Après la pause, le discours du technicien roumain Anghel Iordanescu a porté ses fruits, Al Ittihad apparaissant plus entreprenant. A mesure que le match atteignait les instants décisifs, ce sont les Saoudiens qui se créaient les meilleures occasions. Le but décisif est arrive à 12 minutes du terme, œuvre de Mohamed Noor, qui mettait fin à la longue série d'invincibilité réussie par les Egyptiens.

Iordanescu n'a pas cherché à fanfaronner devant les journalistes. "Je tiens à féliciter mes joueurs, a-t-il déclaré. Mais pour être juste, je dois avouer que nous n'avons pas été bons pendant les 45 premières minutes. A vrai dire, nous les craignions un peu, peut-être les avons-nous trop respectés."

"En seconde période, nous avons tenté de conserver un peu plus le ballon et de semer le danger devant leurs cages. Au final, je pense que notre victoire est méritée. S'ils avaient ouvert le score en première période, ce qui aurait été logique, le résultat aurait sans doute été différent."

"Nous avons vu trois cassettes d'Al Ahly et j'ai assisté personnellement, au Caire,  à la finale de la ligue des champions africaine, mais aujourd'hui, ce n'était pas la même équipe, a-t-il indiqué. C'est une autre compétition, un autre stress et un public différent. On ne peut pas non plus comparer Ittihad avec l'équipe qui a disputé la finale de la ligue des champions asiatique. Le football est ainsi fait, les circonstances jouent un rôle très important."

Les yeux du stratège roumain ont brillé à l'évocation de la demi-finale de mercredi prochain, contre São Paulo : "Il nous manque cinq joueurs et nous n'avons pas vraiment beaucoup d'options de rechange en cas de blessures, mais cette victoire nous donne énormément de confiance."

Les ailes coupées
"Tout d'abord, je tiens à féliciter Ittihad, a signalé l'entraîneur d'Al Ahly, Manuel Jose, très fair-play. Les deux équipes se sont créé des occasions, mais eux ont su marquer au bon moment. Nous aurions pu ouvrir le score en première mi-temps, avant la 35ème minute. Après, en revanche, nous avons moins bien joué."

"Après la pause, ils nous ont beaucoup pressés, ce qui nous a complètement déstabilisés. On n'arrivait plus à faire circuler le ballon et on insistait avec les longues passes, ce qui ne posait aucun problème à leurs deux grands défenseurs centraux. Nous avons manqué d'agressivité et de créativité."
Pour réussir sa superbe série de 55 matches sans défaite, Al Ahly a su exploiter les couloirs à merveille et s'appuyer sur son trio Motab-Barakat-Aboutrika.
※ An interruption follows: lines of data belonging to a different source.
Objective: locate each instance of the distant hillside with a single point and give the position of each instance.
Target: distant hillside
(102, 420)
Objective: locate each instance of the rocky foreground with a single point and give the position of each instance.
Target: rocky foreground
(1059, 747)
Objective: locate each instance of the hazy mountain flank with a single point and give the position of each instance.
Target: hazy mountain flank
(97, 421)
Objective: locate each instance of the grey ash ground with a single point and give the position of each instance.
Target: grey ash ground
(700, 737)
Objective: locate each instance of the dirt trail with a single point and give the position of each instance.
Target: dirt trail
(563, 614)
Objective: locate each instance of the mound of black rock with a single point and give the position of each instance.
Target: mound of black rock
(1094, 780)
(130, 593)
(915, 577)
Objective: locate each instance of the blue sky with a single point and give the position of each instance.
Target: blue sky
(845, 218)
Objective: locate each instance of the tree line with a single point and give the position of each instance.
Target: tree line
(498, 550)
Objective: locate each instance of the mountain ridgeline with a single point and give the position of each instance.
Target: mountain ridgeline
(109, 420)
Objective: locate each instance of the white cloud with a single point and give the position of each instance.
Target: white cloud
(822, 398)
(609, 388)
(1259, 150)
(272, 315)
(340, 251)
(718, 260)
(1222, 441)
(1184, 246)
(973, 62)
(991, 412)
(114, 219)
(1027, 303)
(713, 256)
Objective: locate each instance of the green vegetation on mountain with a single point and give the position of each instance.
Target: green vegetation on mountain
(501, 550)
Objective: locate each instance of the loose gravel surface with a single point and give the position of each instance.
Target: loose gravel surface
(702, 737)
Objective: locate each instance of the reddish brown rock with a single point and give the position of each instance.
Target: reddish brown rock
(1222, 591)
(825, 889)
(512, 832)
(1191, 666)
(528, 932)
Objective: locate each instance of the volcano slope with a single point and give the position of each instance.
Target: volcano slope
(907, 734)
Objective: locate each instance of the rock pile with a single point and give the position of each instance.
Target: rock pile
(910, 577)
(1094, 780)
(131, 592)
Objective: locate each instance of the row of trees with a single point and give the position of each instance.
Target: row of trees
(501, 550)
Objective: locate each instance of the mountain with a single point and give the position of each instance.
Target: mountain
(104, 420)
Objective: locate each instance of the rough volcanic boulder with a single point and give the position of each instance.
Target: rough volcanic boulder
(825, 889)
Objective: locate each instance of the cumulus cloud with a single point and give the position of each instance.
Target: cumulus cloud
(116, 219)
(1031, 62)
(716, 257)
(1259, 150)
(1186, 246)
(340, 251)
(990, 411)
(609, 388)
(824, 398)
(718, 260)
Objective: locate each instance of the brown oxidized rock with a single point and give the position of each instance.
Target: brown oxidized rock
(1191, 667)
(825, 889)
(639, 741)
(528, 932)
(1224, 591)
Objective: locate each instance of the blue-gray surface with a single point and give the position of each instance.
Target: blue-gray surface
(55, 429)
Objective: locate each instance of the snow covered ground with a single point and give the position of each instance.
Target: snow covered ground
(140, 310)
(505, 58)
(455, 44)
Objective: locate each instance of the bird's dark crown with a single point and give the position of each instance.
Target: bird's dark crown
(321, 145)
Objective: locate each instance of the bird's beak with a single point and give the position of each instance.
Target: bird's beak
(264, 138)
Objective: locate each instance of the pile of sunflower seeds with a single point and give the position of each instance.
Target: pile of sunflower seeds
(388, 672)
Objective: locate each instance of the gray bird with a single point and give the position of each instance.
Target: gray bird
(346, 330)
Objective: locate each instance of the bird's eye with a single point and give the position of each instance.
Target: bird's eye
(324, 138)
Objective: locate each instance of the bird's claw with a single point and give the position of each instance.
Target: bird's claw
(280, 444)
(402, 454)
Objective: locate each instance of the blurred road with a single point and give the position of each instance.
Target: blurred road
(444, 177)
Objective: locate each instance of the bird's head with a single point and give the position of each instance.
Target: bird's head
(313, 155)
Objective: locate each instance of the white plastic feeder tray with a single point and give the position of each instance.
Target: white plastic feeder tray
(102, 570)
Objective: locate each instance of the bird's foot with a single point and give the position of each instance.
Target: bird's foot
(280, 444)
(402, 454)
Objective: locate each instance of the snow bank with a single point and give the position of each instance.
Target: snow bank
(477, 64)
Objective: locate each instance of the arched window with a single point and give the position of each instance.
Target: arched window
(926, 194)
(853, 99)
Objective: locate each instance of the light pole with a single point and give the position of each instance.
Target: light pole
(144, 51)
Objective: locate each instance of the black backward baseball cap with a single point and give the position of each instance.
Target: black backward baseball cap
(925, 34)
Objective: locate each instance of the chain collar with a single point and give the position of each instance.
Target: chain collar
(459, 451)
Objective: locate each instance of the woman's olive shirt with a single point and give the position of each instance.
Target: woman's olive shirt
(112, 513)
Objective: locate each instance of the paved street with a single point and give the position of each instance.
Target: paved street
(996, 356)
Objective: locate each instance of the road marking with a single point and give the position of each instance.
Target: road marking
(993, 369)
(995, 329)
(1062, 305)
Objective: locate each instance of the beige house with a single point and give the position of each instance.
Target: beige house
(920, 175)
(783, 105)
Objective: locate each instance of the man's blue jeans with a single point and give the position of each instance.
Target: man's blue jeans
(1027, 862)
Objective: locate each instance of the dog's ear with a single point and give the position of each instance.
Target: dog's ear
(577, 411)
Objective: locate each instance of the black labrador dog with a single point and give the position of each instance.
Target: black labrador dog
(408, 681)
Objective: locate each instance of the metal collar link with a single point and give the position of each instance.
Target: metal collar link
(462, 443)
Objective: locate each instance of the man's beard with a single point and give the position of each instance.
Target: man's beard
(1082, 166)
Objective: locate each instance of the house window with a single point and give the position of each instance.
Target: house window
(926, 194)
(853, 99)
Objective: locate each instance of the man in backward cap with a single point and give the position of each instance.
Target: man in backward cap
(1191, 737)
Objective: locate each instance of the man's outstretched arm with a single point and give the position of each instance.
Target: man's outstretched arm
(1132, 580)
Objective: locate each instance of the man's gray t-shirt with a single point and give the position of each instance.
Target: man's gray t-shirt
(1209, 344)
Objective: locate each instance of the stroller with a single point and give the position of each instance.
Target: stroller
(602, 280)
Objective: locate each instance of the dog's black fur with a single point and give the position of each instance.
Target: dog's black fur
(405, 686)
Mais dans la froideur de la nuit tokyoïte, le trident s'est fait congeler par l'arrière-garde saoudienne.

"Ce soir, nos couloirs n'ont pas été à la hauteur de l'événement. D'habitude, c'est une de nos forces, mais aujourd'hui, ça n'a pas marché, a reconnu le Portugais. Nous avons perdu la maîtrise du match en milieu de terrain. J'ai essayé de nous relancer en effectuant quelques remplacement et en replaçant Barakat à droite, mais rien n'y a fait."

"Il fallait bien que nous reperdions un jour. Ce n'était pas le meilleur moment, c'est vrai, mais c'est la vie. Il faut savoir accepter la défaite. Ils ont mérité de gagner parce qu'ils ont fourni une seconde période de grande qualité. Désormais, nous allons chercher à remporter le prochain match, même si nous ne connaissons pas encore l'adversaire. Autant que je m'en souvienne, nous n'avons plus perdu deux matches d'affilée depuis plus de deux ans, donc j'espère que nous pourrons nous imposer."